Kurz gesagt: Viele wollen die Abhängigkeit vom Staat reduzieren. Die neuen Vorschriften, welche immer wieder von Bundesbern erlassen werden, 
scheuen sie wie der Teufel

das Weihwasser. Zu Recht, denn diese bringen neben dem finanziellen Aufwand auch zusätzlichen Ärger 
auf den Betrieb.  


Obwohl die Bauern Unternehmer sein wollen, rufen sie schnell den Staat um Hilfe, wenn man nicht mehr weiter weiss. Das neueste Beispiel ist die Bekämpfung des Unkrauts Erdmandelgras, das zu einem nationalen Problem geworden sei. Jetzt müsse gefälligst der Bund einschreiten und die Sache in die Hand nehmen, tönt es aus der Branche. Ich habe selber auch Landwirt gelernt und möchte hier niemandem zu nahe treten. Aber für viele Konsumenten ist es unverständlich, warum die Landwirtschaft bei jeder «Kleinigkeit» in Bern anklopft.
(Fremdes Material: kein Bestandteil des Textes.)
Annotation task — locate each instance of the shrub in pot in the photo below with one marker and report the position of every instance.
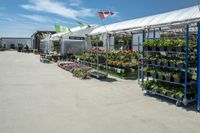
(152, 45)
(172, 63)
(147, 85)
(160, 75)
(164, 90)
(146, 72)
(165, 62)
(153, 73)
(180, 45)
(168, 44)
(155, 87)
(176, 77)
(180, 64)
(179, 95)
(146, 46)
(161, 46)
(167, 76)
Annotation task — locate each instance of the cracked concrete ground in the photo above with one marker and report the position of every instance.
(42, 98)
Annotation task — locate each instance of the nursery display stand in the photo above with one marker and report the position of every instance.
(97, 74)
(198, 67)
(186, 83)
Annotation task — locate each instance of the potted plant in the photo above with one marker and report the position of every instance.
(146, 46)
(164, 90)
(172, 63)
(147, 60)
(179, 95)
(153, 60)
(167, 76)
(161, 46)
(168, 44)
(147, 85)
(165, 62)
(159, 61)
(160, 75)
(152, 45)
(180, 45)
(153, 73)
(180, 64)
(176, 77)
(146, 72)
(155, 88)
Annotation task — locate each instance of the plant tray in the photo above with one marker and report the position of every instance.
(98, 75)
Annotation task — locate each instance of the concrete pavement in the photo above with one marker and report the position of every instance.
(42, 98)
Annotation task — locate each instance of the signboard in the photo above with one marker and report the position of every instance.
(76, 38)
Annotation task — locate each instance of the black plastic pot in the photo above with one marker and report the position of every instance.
(153, 48)
(172, 64)
(154, 75)
(161, 48)
(166, 63)
(181, 65)
(160, 77)
(158, 62)
(146, 48)
(170, 94)
(168, 78)
(171, 49)
(147, 74)
(153, 62)
(177, 80)
(147, 62)
(179, 49)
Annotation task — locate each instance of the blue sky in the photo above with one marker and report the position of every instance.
(23, 17)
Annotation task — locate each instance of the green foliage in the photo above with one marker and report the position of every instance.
(82, 72)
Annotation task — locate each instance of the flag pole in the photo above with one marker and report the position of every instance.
(106, 46)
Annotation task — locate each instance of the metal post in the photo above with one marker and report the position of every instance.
(198, 68)
(143, 40)
(154, 34)
(186, 64)
(138, 59)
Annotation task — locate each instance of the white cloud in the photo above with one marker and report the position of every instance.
(36, 18)
(2, 8)
(45, 19)
(75, 2)
(58, 8)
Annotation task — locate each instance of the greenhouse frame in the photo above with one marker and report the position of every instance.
(184, 21)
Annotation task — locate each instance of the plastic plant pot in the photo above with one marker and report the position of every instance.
(154, 75)
(153, 62)
(161, 48)
(179, 49)
(172, 64)
(170, 94)
(158, 62)
(177, 79)
(165, 63)
(160, 77)
(181, 65)
(147, 74)
(168, 78)
(153, 48)
(146, 48)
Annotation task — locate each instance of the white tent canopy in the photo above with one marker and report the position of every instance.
(186, 14)
(74, 31)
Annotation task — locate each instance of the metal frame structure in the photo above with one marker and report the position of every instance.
(185, 101)
(198, 67)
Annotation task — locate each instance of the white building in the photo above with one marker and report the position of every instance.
(13, 42)
(136, 26)
(74, 41)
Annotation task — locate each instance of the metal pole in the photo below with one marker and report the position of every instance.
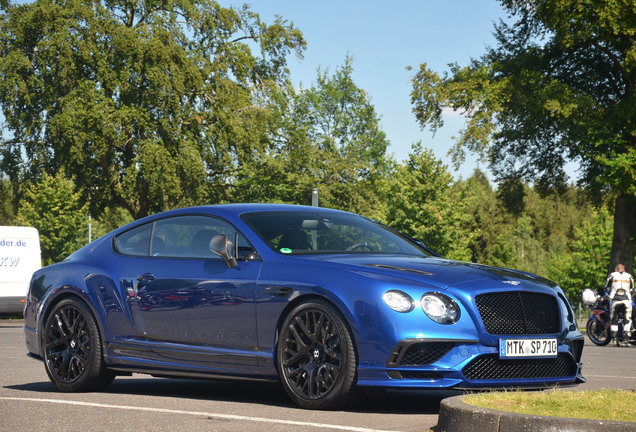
(314, 197)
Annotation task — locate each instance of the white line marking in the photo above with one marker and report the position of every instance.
(607, 376)
(198, 413)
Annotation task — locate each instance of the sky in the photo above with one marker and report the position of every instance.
(385, 38)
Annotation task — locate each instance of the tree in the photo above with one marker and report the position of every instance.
(584, 267)
(558, 86)
(421, 201)
(327, 136)
(147, 104)
(56, 210)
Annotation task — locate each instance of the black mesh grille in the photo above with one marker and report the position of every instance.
(420, 375)
(425, 353)
(518, 312)
(491, 367)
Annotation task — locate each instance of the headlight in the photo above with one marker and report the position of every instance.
(440, 308)
(398, 301)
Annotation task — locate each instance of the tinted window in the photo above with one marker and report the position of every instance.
(180, 237)
(190, 237)
(134, 242)
(305, 232)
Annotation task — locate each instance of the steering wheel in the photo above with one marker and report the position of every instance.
(359, 245)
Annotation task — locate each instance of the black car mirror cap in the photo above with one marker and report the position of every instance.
(223, 247)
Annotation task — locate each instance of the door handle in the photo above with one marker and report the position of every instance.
(279, 291)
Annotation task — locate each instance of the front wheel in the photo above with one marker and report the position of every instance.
(598, 333)
(316, 358)
(72, 349)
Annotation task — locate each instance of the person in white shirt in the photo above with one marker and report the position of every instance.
(620, 285)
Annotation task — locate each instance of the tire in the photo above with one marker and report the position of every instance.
(73, 349)
(597, 332)
(316, 358)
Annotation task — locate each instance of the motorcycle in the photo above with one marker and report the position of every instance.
(600, 328)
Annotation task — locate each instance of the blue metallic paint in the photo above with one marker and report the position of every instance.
(224, 321)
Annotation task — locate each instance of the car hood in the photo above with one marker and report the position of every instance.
(437, 271)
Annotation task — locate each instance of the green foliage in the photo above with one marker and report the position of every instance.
(7, 200)
(422, 202)
(56, 210)
(590, 404)
(586, 264)
(328, 137)
(148, 104)
(559, 85)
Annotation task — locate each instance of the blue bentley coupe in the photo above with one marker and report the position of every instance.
(323, 301)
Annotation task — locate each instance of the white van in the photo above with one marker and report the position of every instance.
(19, 258)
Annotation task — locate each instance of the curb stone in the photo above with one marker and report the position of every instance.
(457, 416)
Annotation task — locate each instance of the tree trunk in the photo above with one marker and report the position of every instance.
(624, 233)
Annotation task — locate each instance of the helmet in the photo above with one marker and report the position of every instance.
(589, 297)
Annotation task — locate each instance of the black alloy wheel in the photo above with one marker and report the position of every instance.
(598, 333)
(316, 358)
(72, 349)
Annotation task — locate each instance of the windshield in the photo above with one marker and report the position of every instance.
(296, 233)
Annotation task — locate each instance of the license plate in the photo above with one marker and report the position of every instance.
(511, 348)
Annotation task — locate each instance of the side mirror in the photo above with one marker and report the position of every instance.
(223, 247)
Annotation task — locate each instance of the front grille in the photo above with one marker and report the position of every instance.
(491, 367)
(425, 353)
(418, 353)
(432, 376)
(518, 312)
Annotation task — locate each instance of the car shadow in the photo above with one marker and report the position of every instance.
(269, 394)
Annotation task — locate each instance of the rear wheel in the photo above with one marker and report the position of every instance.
(72, 349)
(597, 332)
(316, 358)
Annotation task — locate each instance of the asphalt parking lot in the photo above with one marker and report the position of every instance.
(28, 401)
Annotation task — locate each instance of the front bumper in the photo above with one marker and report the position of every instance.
(445, 363)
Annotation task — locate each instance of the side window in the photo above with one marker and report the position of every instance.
(190, 237)
(135, 242)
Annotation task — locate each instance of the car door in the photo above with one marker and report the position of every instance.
(192, 307)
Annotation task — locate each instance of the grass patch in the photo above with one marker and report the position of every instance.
(619, 405)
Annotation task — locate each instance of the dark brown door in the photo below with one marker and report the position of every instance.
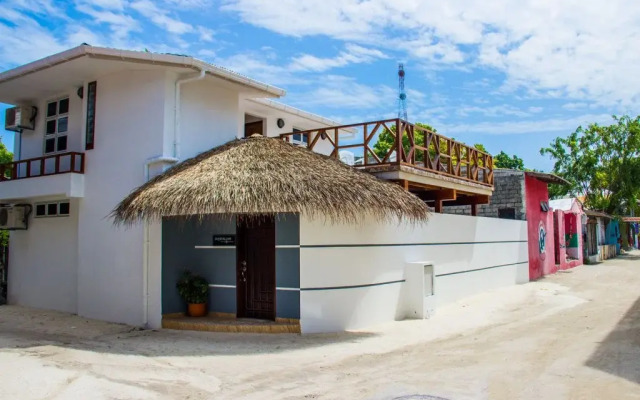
(253, 127)
(256, 268)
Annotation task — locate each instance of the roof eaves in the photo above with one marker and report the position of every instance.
(138, 56)
(296, 111)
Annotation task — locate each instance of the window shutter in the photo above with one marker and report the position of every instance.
(91, 115)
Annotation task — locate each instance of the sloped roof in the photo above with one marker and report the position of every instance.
(260, 175)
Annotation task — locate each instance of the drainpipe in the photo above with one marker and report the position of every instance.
(145, 252)
(177, 110)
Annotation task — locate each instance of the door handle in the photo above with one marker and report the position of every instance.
(243, 271)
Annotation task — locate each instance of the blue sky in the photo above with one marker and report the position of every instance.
(512, 75)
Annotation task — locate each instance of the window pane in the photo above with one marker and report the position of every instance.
(49, 145)
(52, 109)
(64, 106)
(62, 143)
(64, 209)
(62, 124)
(51, 127)
(91, 115)
(52, 209)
Klar, Erdmandelgras möchte keiner auf seinen Äckern haben. Aber hier sollte erst einmal jeder einzelne Bauer Verantwortung tragen, um das Ausbreiten des lästigen Unkrautes möglichst zu verhindern. Es ist davon auszugehen – würde die ganze Branche am gleichen Strick ziehen, käme man dem Ziel schon ein Stück näher. Oder braucht es auch hier Anreizsysteme, damit jeder auf seinem Feld das Erdmandelgras freiwillig bekämpft?


Da die Verschleppung des Erdmandelgrases vor allem durch Erdmaterial und durch Maschinen und Geräte von Feld zu Feld erfolgt, sollte man alles unternehmen, um dies zu unterbinden. Denn schliesslich verursacht das Unkraut auf den eigenen Böden einen immensen Schaden. Der Trend, dass immer mehr Arbeitsschritte von Lohnunternehmern durchgeführt werden, trägt sicher zur weiteren Verbreitung bei.

Oft fehlt die Zeit, um die Maschinen und Geräte gründlich zu reinigen, manchmal auch 
das Bewusstsein bei den Produzenten, solche verschmutzte Maschinen, wie zum Beispiel die Zuckerrübenvollernter, überhaupt auf die Felder zu lassen.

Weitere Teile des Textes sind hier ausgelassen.